電車の中で立ったまま眠りそうなことはあるけれど、歩きながらも眠くてフラフラしたのは初めての経験。
今まで何度も旅をしてきたが、時差ボケというのを経験したことは無かった。
今回は日付変更線を越えて14時間もの時差。
なるほどこれが時差ボケかと納得するくらい今までに味わったことの無い種類の眠気。
時差ボケの眠気と戦いながら歩いて到着したアメリカ自然史博物館(American Museum of Natural History)。
今回の旅行の数日前に慌ててDVDを借りて見た映画「ナイト・ミュージアム」の舞台となった博物館。
(ガイドブックにココに行くなら見て行くのをオススメしていた)
入場券はNYの主要観光地の入場券がセットになった「CityPass」79ドル(≒7,268円)を購入。

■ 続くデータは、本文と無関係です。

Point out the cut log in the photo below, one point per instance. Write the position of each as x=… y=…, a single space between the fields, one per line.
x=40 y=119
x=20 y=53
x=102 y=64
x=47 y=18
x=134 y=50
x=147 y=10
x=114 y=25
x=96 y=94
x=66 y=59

CityPassはコレ1つあればNY一見さん観光客の分かり易い観光スポットは抑えられる。
全て回ればそれぞれの場所で入場料を払うよりも半額近く安くなるという逸品。
翌日以降もこのCityPassを元に観光するつもりだ。
自然史博物館は恐竜の骨格や動物の剥製や模型、各国(地域)の歴史や文化なども展示されている。
最初は子供騙しかと思ったが、動物などかなりリアルに作られていて映画さながらに動き出しそう。
宇宙を紹介するプラネタリウムのような所は天井全てがスクリーンになった巨大映画館のよう。
最初は映画顔負けの迫力だったが中盤から時差ボケに負けてしまいその殆どを眠って過ごしてしまう。
他にも館内に森が再現されていたり巨大なシロナガスクジラの模型があったり見所は沢山。
しかし少し歩くだけで時差ボケが襲ってきて、ベンチで休み休みウトウトしつつ館内を回る。
そうこうしているうちに館内に響く「Last 10 minutes.」の声。
え?もうそんな時間?
どうやら17:45をもって閉館だという。
慌ててアチコチ歩き回ってアレコレ眺めたが結局広大なフロアーを全て回りきることなく終わってしまった。
半分くらいは時差ボケで潰してしまった気がして惜しい。
もっとしっかり見て回ったら面白そうだと思える内容だったので、それはまた次の機会に。
夜、母と弟はブロードウェイのミュージカルを観に行くという。
それなら父と2人で晩飯を食うことにするが、昼の食事が未だに腹に溜まっている。
父と相談した結果、レストランではなくバーで軽くつまみながらビールでも飲もうという話に。
適当なバーに入ると、店内は程よく空いていて騒々しくも無くて良い。
NYに来て初めて生ビールを飲む(レストランで出てくるのは瓶ビールだった)。
それほど腹は減っていないのでシュリンプカクテルやムール貝の盛り合わせなどを肴にする。
父と2人で外で飲むのは恐らく初めて。
アメリカ在住時代の話や私の旅話などで気が付けばアッという間に2時間以上が過ぎていた。
20数年前の記憶に思いを馳せつつ、当時の子供が今や30歳になって父と一緒にNYのバーで飲む。
ブロードウェイのミュージカルには出来ないが、渋いアメリカ映画のワンシーンには出来そうな夜だった。